Belgrave Square - Anne Perry [89]
What should he learn about Urban? His reputation among his fellows? His home, his life, the money he spent? His professional integrity? He was lying about something, even if only by omission. Could he possibly know why Addison Carswell had dismissed the case against Osmar? Carswell’s name was on Weems’s list as well—but what had Osmar to do with it? And if it was blackmail, why was Byam’s name not there?
He got off the omnibus and walked the last distance along the narrow pavement in the heat, passing women with children, old men gossiping, a tradesman sweeping his shop’s front step, a rag and bone man shouting in a singsong voice, and a housemaid in a crisp cap arguing with a butcher’s boy standing in the areaway wiping his hands on his blue-and-white apron. It was not far from where he lived himself, and not unlike his street. He pushed the thought of Charlotte out of his mind; that was another hurt, for another time.
Urban’s house was quite small and ordinary from the outside, exactly like its neighbors. The front step was scrubbed clean, the door recently painted, the garden was small and neat with a few roses around and a pocket handkerchief lawn. He had already debated with himself what he was going to say. There was little point in duplicity. It would be too easily discovered, and then would create an ill feeling that would be hard, if not impossible, to repair. And if Urban was innocent, that would be an impediment to future work.
The door was opened by a small woman in a gray stuff dress and a plain white apron.
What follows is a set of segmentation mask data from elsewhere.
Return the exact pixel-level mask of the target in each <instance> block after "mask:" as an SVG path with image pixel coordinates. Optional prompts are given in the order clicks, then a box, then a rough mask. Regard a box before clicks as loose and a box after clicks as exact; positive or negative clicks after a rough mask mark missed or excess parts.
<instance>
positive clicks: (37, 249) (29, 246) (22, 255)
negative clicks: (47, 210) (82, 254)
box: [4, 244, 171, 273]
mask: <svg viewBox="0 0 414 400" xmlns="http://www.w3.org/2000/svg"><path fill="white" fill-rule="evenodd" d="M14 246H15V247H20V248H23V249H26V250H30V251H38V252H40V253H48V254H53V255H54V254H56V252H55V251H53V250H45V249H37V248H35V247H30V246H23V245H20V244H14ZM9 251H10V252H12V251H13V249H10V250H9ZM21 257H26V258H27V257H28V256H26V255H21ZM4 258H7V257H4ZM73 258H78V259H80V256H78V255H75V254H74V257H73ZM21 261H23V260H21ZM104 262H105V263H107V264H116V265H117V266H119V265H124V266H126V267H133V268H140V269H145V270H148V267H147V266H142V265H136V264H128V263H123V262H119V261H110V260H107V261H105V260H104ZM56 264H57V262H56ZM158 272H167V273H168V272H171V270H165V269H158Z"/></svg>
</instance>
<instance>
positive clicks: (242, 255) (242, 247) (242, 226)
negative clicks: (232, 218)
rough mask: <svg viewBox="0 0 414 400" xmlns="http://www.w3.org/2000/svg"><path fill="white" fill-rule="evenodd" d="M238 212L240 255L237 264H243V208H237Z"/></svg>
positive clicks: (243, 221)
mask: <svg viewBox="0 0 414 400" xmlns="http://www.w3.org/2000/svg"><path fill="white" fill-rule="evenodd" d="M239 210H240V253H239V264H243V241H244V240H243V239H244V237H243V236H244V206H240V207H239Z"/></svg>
Her thick reddish hair was tied back in a knot and there was a white cap balanced precariously, and crookedly, on top of her head. She reminded him of the woman who came to do the heavy scrubbing for Charlotte, and whom Gracie bossed around mercilessly, now that she considered herself a senior servant.
“Yes?” the woman said impatiently. Obviously he had interrupted her in her work and she did not appreciate it.
“Good morning,” he said quickly. “I am conducting a police investigation and I need to examine some papers of Inspector Urban’s. My name is Pitt. May I come in?”
She looked doubtful. “ ’Ow do I know you’re tellin’ me the truth? You could be anyone.”
“I could,” he agreed, and produced his police identification.
She looked at the card carefully. Her eyes did not move along the line, and Pitt guessed she could not read. She looked up at him again, studying his face, and he waited for her to make her judgment.
“All right,” she said at last. “If it’s police yer’d better come in. But ’E in’t done nuffink wrong.”
“It’s information I need,” he said, somewhat begging the question, and followed her into the narrow hallway where she opened one of the doors into the front parlor. “That’s where ’E keeps ’is papers,” she said stiffly. “Anyfink yer wantin’ll be in there. If it in’t, then it in’t ’ere at all.” It was a definite statement he was not going to be allowed anywhere else.
“Thank you,” he accepted. She remained standing rooted to the spot, her eyes hard and bright. Obviously she was not going to leave him alone, policeman or not. He smiled to himself, then began to look around. It was not a large room, and the space was further crowded by at least a dozen paintings on the walls. They were not at all what he would have expected, family portraits, sentimental pastoral scenes or sporting prints. Rather they were very modern impressions of sunlit landscapes: bars of light, blurs of water lilies all blues and greens with flashes of pink; a dazzle of shades and points of vivid color which conjured peasant women lying under the trees by the side of a cornfield. They were highly individual experiments in art, the selection of a man who had very definite opinions and was prepared to spend a good deal of money investing in what he believed to be good.